Additionally, EDC told City Limits that they don’t expect Citywide Ferry to result in water quality impacts, saying that ferry landings are spread along hardened shorelines and any sediment disturbed wouldn’t impact nearby habitats.

However, Robert Pirani, a Program Director with the NY-NJ Harbor-Estuary Program, told City Limits that if ferry landings are not positioned right, they could block sunlight and be harmful to marine life.

“The water within the first 20 feet of the shoreline are a critical nursery for young fish,” Pirani says. He also recommends greener engines that use less fossil fuels to reduce emissions.

EDC told City Limits that they will be “exploring alternative technologies and fuels.” And in a statement, Hornblower said that they will be using materials to improve air quality and reduce emissions including “LED lighting which reduces energy consumption.”

The allure of resilience

The substantial financial cost and potential environmental impact of the ferry is justified, in part, by the role ferries would play in increasing the city’s disaster resilience. New York has a history of implementing temporary ferry service to replace destroyed infrastructure or as a vehicle for emergency evacuation.

“We had 9/11, a transit strike, a blackout, each time ferry transit came to the rescue to get people around,” Lewis says, adding, “We’re island people, living on a coastal city.”

After the September 11 attacks, 17 percent of evacuees used ferries to leave Manhattan, according to the Wagner School of Public Service. Nearly half a million people evacuated the island of Manhattan in a few hours, an amount that maritime organizations point out was greater than the famous sea evacuation of allied soldiers from Dunkirk, France in WWII.

Salguero was working as a photojournalist on 9/11 and witnessed the evacuation of Lower Manhattan firsthand, arriving at Ground Zero on her powerboat, she says. She was amazed by the evacuation and says it isn’t talked about enough.
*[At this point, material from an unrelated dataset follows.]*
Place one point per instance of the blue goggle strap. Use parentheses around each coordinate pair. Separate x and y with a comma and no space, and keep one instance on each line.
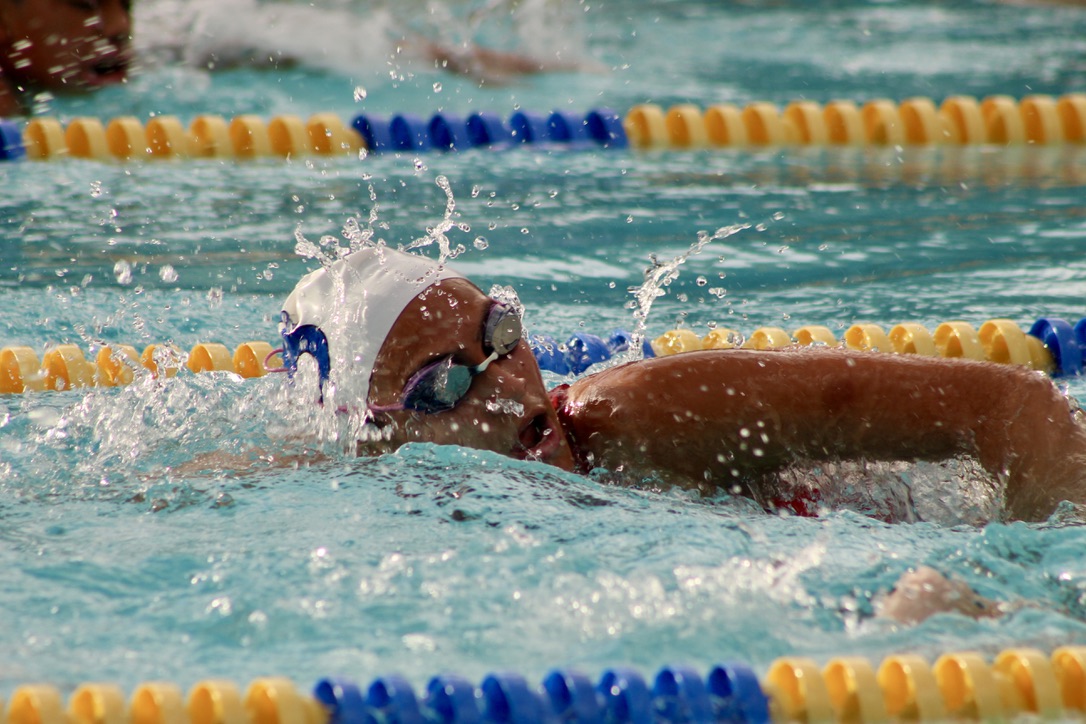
(306,339)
More recently, ferry service played a role in replacing damaged infrastructure from superstorm Sandy. For two years after Sandy, the city offered ferry service between Pier 11 and the Rockaways, with a discounted Rockaways fare subsidized by federal funds. The city cites failure of A train service in the Rockaways as one of the motivations to prioritize a ferry landing there.
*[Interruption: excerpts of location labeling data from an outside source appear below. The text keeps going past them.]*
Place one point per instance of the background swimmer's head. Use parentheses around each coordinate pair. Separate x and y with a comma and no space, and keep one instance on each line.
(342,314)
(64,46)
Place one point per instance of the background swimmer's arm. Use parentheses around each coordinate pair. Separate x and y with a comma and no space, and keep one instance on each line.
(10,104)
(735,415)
And the city is still recovering from Sandy: When the L-train shuts down in 2019 for an 18 month period, ferry service will be one of the alternatives the city expects riders to turn to.
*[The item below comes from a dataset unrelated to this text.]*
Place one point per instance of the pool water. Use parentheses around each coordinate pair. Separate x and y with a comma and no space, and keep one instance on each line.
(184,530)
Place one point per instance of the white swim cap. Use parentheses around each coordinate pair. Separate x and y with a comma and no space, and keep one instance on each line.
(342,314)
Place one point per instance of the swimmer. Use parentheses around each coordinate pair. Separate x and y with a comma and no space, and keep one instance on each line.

Resilience in the face of climate change factored into the push for ferry service in Red Hook. According to the NY Rising Community Reconstruction Plan for Red Hook, recent storms remind New Yorkers that we live in “a new reality defined by rising sea levels and extreme weather events that will occur with increased frequency and power.”

And according to a 2013 paper by Metropolitan Waterfront Alliance, “Ferries are typically the first mode of transportation to resume operation following emergency events,” due to their limited reliance on the electrical grid. Experts also point out that ferries address redundancy-having multiple transit options available should one fail.

Guzenfeld sees these as some of the enduring strengths of ferry service, something that should be taken into account when the cost of subsidization is considered.

“What communities see in ferry service is a tool for disaster resiliency,” she says.

For these and other reasons, she is hopeful for Citywide Ferry’s success despite doubts about the numbers. “Ferry economics are very unforgiving,” Guzenfeld says. “I would love to see this ferry system overcome those economics. But we can’t ignore them.”